After her own divorce, the Divorce Encouragist knew that an unhappy marriage is not the end and she decided she would become a divorce coach, guiding other people through end of marriage decisions. So when I thought about a theme of Universal Truths for this week, she was a natural choice and I was very excited when she agreed. Here’s her post:
As a child of divorced parents, a divorcee, a coach, observer and student of divorce, I am delighted to share my perspective on One Of My Favorite Topics. Following are five “universal truths” which I believe all divorces have in common:
- Each Divorce is Different. Perhaps your parents are divorced. Or your best friend. Or that clique of men-hating women at the office… Divorced people typically love to talk about our divorces (evidenced at Ask Me About My Divorce. It’s natural for anyone going through such a process to seek commiseration, validation, sympathy or advice from someone who has “been there, done that.” But remember: their journey is not your journey. Divorce proceedings and outcomes are affected by a multitude of factors including attitudes, legalities, support systems, children, location, family relationships and the big one: money. Aunt Martha’s strategy could be disastrous for Cousin Betsy and your BFF might have settled for much less (or more) than you feel is necessary in your situation. Research is good, but so is realistic/appropriate application of your obtained knowledge.
- You Control Your Divorce. For maximum effectiveness, I am referring to the plural “you”. However, the singular “you” has a lot of power as well. Will the process be long and ugly? Expensive? Amicable? Will you “fight”? Or will you practice “detachment”? Lawyers don’t act unless they are asked (paid) to do so- and then they follow their clients’ wishes. You can set the tone. You are the one who chooses your responses. Choose wisely and you can save a lot of money, time and emotional trauma- for everyone involved.
- Divorce Takes Commitment. Contrary to popular belief, divorce is not the “easy way out.” In fact, it can be quite complicated. For starters, each state has different regulations regarding timing, paperwork and support. In most cases, a divorce will be final several months or even years after a couple decides they are through. Mix in the personal time to grieve, plan and focus… plus the division of property… acquisition of new appliances… parenting plans and child adjustments…residential issues… support settlements (and revisions)… Make no mistake; the divorce process is one that requires strength and endurance.
- Divorce = Change. Your life will be different as a result of a divorce, even if it’s a “Good Divorce”. You’re probably facing increased financial restrictions. Maybe you didn’t used to work and now you need to get a job. You may consider alternate housing. Do you really need a two car garage now that you only have one car? It could be necessary to replace furniture or appliances. The kids might have to change schools. Who is going to fix the clogged drain? Be prepared. Realize that change is inevitable. Expect it and greet it with a smile because….

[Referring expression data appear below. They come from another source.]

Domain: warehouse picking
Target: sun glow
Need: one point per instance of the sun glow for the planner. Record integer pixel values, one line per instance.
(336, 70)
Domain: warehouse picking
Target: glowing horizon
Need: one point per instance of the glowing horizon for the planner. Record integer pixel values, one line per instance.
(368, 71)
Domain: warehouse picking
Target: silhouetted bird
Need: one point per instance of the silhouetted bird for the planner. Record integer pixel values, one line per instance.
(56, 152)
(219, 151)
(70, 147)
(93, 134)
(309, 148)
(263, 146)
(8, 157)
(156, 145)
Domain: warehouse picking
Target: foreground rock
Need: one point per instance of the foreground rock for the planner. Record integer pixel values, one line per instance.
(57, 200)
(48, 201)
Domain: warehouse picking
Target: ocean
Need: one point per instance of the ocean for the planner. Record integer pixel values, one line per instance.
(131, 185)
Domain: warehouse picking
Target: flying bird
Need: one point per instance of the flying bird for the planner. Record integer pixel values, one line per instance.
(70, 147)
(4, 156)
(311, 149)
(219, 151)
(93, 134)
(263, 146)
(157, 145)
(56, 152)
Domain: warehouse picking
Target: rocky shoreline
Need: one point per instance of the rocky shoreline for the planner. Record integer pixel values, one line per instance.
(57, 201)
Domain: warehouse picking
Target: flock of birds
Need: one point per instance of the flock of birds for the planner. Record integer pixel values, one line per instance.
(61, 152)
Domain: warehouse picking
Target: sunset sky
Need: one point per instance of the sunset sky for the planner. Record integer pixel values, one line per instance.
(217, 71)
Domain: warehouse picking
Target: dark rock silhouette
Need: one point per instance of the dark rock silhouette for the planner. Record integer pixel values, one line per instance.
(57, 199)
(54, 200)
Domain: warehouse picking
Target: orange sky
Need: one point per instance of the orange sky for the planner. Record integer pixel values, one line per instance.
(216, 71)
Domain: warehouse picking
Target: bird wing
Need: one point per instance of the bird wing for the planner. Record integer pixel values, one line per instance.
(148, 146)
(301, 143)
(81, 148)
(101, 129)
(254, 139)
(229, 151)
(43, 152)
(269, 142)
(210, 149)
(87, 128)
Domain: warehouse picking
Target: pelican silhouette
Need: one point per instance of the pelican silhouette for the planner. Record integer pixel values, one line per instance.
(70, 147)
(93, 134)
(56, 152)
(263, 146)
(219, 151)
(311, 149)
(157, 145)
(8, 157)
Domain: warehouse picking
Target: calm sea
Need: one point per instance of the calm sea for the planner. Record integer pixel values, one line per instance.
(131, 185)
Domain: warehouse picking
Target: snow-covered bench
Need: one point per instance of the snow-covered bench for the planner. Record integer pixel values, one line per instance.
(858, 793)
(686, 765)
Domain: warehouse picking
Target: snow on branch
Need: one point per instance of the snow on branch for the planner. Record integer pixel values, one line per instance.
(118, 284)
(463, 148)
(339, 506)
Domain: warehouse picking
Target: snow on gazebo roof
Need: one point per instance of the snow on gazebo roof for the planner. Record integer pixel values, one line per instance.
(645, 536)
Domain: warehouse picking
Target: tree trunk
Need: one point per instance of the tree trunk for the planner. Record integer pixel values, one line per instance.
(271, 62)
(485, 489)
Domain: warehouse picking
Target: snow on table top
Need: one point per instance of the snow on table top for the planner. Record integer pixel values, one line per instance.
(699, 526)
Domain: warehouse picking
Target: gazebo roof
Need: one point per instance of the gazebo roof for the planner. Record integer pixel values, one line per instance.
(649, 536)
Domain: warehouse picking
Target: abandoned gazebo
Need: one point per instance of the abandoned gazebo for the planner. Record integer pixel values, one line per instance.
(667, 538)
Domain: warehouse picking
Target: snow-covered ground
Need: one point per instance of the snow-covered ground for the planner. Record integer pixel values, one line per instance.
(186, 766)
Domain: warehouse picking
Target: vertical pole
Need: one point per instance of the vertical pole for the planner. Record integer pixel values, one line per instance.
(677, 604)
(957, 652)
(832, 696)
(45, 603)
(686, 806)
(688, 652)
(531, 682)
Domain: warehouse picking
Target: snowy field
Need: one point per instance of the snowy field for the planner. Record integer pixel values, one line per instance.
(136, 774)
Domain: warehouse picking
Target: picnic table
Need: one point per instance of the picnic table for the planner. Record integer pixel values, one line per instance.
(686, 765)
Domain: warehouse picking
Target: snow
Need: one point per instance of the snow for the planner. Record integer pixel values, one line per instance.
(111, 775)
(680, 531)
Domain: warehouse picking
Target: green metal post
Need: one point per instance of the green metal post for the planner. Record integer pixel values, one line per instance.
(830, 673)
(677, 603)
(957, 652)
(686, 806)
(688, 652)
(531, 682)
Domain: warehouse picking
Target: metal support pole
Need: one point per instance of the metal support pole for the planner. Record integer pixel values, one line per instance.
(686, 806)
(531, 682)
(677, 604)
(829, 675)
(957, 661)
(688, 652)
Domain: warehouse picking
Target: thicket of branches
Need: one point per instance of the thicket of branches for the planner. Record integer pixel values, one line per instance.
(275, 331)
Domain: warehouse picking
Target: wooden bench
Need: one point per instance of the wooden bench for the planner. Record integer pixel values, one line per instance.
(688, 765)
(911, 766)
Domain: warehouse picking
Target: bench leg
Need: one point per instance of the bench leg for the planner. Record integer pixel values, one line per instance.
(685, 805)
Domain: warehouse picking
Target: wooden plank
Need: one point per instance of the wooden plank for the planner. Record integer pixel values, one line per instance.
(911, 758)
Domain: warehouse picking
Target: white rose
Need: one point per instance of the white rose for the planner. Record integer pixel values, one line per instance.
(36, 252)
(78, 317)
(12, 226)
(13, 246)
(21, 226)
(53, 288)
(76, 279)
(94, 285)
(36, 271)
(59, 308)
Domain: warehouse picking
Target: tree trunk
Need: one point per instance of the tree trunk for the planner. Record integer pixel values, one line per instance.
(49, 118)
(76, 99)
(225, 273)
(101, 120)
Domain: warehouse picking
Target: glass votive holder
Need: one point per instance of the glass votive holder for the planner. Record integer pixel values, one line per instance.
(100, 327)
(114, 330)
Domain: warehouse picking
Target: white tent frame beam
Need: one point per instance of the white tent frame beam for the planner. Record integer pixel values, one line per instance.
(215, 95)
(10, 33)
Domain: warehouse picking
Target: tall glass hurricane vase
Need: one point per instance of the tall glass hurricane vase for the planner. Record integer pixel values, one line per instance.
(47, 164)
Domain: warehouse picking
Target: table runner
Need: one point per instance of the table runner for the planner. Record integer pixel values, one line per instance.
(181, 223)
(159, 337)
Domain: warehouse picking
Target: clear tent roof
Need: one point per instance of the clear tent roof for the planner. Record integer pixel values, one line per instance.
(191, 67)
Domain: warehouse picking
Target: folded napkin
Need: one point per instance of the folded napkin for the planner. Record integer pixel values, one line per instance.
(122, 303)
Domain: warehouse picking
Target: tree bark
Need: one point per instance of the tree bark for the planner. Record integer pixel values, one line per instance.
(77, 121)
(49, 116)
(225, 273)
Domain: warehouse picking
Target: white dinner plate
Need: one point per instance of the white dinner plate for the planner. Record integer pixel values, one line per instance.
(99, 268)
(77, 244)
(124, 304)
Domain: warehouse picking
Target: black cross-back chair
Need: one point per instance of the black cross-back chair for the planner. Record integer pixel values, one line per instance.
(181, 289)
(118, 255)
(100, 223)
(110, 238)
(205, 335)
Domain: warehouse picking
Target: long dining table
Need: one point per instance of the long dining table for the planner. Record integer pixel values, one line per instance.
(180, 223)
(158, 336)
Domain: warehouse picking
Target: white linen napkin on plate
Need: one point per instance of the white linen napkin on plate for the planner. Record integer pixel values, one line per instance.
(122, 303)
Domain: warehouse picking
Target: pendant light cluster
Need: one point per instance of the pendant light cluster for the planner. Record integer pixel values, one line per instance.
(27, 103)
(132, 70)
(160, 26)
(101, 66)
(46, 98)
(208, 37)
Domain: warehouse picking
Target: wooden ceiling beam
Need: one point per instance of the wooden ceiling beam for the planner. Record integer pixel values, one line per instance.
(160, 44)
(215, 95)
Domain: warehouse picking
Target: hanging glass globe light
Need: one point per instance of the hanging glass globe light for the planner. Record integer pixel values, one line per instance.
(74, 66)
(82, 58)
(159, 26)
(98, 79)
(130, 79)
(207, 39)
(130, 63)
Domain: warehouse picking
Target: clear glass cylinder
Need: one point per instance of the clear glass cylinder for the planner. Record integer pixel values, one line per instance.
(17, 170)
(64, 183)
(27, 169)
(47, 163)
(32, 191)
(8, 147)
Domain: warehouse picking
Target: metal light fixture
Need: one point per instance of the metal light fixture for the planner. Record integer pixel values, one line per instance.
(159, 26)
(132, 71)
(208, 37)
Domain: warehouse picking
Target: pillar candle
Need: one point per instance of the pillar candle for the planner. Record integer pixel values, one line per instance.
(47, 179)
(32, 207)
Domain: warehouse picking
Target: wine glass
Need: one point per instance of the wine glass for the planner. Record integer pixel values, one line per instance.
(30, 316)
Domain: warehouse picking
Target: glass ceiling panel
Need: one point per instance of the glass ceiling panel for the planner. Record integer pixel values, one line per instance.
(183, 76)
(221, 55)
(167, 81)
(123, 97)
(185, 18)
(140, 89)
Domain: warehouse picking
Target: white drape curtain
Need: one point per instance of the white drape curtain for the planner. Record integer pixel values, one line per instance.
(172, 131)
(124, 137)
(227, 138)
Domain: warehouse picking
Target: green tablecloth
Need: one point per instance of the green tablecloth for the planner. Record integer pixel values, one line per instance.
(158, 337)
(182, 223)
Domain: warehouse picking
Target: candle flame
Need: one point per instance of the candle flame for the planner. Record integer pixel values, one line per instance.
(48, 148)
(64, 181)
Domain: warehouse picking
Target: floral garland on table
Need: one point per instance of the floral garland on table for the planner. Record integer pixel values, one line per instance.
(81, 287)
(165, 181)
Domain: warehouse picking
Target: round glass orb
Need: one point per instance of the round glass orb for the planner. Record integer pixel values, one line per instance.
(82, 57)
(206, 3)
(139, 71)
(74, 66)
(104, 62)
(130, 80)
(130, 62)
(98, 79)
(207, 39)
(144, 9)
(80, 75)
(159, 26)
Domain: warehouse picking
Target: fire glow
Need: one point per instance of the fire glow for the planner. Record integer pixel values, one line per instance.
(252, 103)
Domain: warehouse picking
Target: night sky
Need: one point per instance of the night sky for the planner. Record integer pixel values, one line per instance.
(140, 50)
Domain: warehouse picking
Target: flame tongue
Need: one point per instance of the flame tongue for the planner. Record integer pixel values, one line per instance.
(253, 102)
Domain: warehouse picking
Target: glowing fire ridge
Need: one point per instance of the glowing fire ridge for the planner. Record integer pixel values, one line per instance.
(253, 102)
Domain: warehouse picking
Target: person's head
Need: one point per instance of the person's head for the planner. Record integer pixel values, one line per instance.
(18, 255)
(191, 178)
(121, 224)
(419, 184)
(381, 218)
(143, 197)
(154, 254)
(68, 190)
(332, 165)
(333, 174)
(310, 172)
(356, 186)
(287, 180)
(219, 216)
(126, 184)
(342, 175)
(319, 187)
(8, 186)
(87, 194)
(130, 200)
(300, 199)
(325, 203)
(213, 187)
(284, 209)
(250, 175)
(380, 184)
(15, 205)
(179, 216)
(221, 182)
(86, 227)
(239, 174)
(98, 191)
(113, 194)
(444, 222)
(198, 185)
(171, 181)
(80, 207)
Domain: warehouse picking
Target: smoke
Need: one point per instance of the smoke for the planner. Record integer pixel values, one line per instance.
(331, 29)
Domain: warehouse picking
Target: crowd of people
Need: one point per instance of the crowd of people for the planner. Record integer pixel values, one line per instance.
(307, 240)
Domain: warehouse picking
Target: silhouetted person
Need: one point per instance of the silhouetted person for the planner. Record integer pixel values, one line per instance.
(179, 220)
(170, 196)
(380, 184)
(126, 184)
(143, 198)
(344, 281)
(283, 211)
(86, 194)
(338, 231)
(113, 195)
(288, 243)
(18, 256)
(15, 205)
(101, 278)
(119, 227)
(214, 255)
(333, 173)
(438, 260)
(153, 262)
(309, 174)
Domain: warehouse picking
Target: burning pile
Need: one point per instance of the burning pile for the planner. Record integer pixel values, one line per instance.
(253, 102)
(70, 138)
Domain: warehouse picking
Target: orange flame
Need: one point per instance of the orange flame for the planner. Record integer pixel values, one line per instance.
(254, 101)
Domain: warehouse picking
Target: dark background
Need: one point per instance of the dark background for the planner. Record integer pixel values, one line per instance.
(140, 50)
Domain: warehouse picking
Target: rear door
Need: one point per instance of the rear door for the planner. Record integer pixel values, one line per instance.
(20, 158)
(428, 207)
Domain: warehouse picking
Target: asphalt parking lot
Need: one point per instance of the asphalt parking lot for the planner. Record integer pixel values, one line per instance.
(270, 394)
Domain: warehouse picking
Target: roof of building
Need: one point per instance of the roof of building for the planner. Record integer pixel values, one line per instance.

- Divorce Is A Beginning. Most choose to label divorce as “the end of a marriage,” but we can’t ignore the fact that it’s also an opportunity for a fresh start. In the wake of a separation, new beginnings are plentiful: new job, car, house, hairstyle, clothes, friends… even new coffee mugs to start the days of your new life! Although (in most cases) money will be tight and your outward “status” will be downsized, the climate is perfect to cultivate that which lies within. Take a nap, take a hike, take a class- rediscover You!
My favorite Universal Truth here is You Control Your Divorce – it’s so true but I don’t think you’d necessarily realize it at the time. When my marriage was ending, I had two friends who were also divorcing but I didn’t know anyone who was a veteran. I was very dependent for direction on my attorney. That’s where I think a divorce coach would be a great ally. Yes, her fees would be in addition to your lawyer’s fees but I could easily see the latter being less because of your coach.
Do these Truths hold true for you? Are there any you would add to the list?